I really needed to find an agent. I had been putting it off because I had heard so many stories about how hard it was to find a good agent. The struggle to find a willing publisher would be even worse. I was starting to realize that finishing and editing the book wasn’t even half the battle. It would be years before my story ever saw a sale.
Smashwords is a game changer. For an author new to the digital publishing world, getting your book into the major retail sites can seem just as daunting as the traditional publishing process. Smashwords takes that headache off your hands by converting your file for you and shipping it out the major sales sites. They have an automated ‘meatgrinder’ program that converts your file into all the major formats, and human staff that vet the file. Once your file is shown to be free of major flaws (they aren’t editing it for you, just a review of cover quality and general appearance) your book ships out to major retailers. There is no charge for this conversion, they get paid by a commission of 15% for each sale. Not bad when you realize that a traditional author would be lucky to get 15% percent of the sale, let alone 85%!
Congratulations! Just like that, you are a published author!
Don’t go rushing off to buy that bottle of Champaign just yet. You still have to put in some work to get ready for the conversion. You still need to format your book. Fortunately, Mark Coker’s Smashwords Style Guide provides a comprehensive review of all that needs to be done in order to get your masterpiece into premium distribution.
Nonetheless, I did hit a few small snags.
The first was the page breaks. I had put in page breaks to keep the chapter headings at the top of the screen. The style guide warns that the breaks might be stripped out during conversion and that you should put a couple of hard returns before and after so that some separation will be preserved. My problem was that too many of my chapters were ending so close to the end of a page that I had empty pages between chapters. I fixed this by taking out the two hard returns that sat in front of the page break.
The next issue that I came up against was my navigation points. Despite trying to be careful, I somehow managed to double up on one of my bookmarks and ended up with an extra chapter tag that led nowhere. I spent the better part of a day trying to track it down (the engineer in me likes complicated problems). I finally accepted that I could blow away the whole index and rebuild it in an hour. Finally – success – sort of.
I failed my first vetting because I had colored text. I didn’t figure the dark grey text in my chapter headings would be an issue, but Smashwords is very clear about text needing to be black. Colors can disappear on some screens. I changed them and re-submitted.

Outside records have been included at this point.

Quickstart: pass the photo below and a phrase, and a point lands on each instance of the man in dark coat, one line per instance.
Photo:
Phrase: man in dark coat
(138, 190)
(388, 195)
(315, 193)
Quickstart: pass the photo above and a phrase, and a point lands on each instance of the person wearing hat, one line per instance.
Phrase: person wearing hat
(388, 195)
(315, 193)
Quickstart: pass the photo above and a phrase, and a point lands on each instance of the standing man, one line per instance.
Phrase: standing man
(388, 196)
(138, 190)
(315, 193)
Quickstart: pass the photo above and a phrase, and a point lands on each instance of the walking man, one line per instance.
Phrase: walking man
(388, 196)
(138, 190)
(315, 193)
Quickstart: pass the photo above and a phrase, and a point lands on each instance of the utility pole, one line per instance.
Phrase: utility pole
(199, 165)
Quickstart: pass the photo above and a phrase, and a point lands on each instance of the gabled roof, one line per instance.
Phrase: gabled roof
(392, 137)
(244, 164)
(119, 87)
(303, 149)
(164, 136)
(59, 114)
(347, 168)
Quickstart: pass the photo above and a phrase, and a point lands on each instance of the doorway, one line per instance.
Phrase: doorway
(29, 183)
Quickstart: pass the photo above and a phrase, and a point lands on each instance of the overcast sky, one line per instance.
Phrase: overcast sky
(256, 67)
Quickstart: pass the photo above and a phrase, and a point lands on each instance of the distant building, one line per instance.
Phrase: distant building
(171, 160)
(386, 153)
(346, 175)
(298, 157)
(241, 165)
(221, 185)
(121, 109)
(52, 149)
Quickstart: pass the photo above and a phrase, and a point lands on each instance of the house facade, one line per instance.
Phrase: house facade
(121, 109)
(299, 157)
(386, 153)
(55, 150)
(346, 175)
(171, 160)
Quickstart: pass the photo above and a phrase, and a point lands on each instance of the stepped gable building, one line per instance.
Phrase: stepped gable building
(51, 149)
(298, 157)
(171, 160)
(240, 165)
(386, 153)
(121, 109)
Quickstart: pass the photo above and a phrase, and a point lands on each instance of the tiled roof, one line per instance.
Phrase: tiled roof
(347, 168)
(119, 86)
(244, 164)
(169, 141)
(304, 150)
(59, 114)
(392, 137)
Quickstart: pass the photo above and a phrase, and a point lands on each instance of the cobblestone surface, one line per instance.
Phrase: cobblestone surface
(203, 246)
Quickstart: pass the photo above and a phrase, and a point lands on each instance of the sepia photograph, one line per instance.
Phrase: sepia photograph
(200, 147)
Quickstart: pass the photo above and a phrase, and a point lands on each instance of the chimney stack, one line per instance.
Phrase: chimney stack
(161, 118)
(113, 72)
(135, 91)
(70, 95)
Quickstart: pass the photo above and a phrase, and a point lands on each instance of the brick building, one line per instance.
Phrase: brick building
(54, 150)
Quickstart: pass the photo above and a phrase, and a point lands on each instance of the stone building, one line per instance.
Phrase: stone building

I failed my second vetting because I had colored text. I was kind of confused by this one – I had selected the entire document and changed the whole thing to black font so what could I have missed? Then I looked at the very end where the ‘About A.G. Claymore’ links were. I had to change the hyperlinks from blue to black. I fiddled around for a few frustrating hours before I realized that they weren’t going to change colors unless I changed the underlying hyperlink style in Word.
Finally, I had a convertible document. It went back through the meatgrinder and into review status on my dashboard. Within a couple of days I was pleased to see my status upgraded to ‘approved’! The book is now for sale at all major retailers.
All you have to do to start the process is – well – start the process. The two or three days that I spent formatting the first novel will likely only take a few hours for the sequel.
The only question you have to ask is this; do you want a traditional publishing deal where your books might get a couple of months shelf time for pennies a sale, or do you want them to sell as eBooks for as long as you want, for dollars a sale?
Smashwords can help you with that, when you’re ready.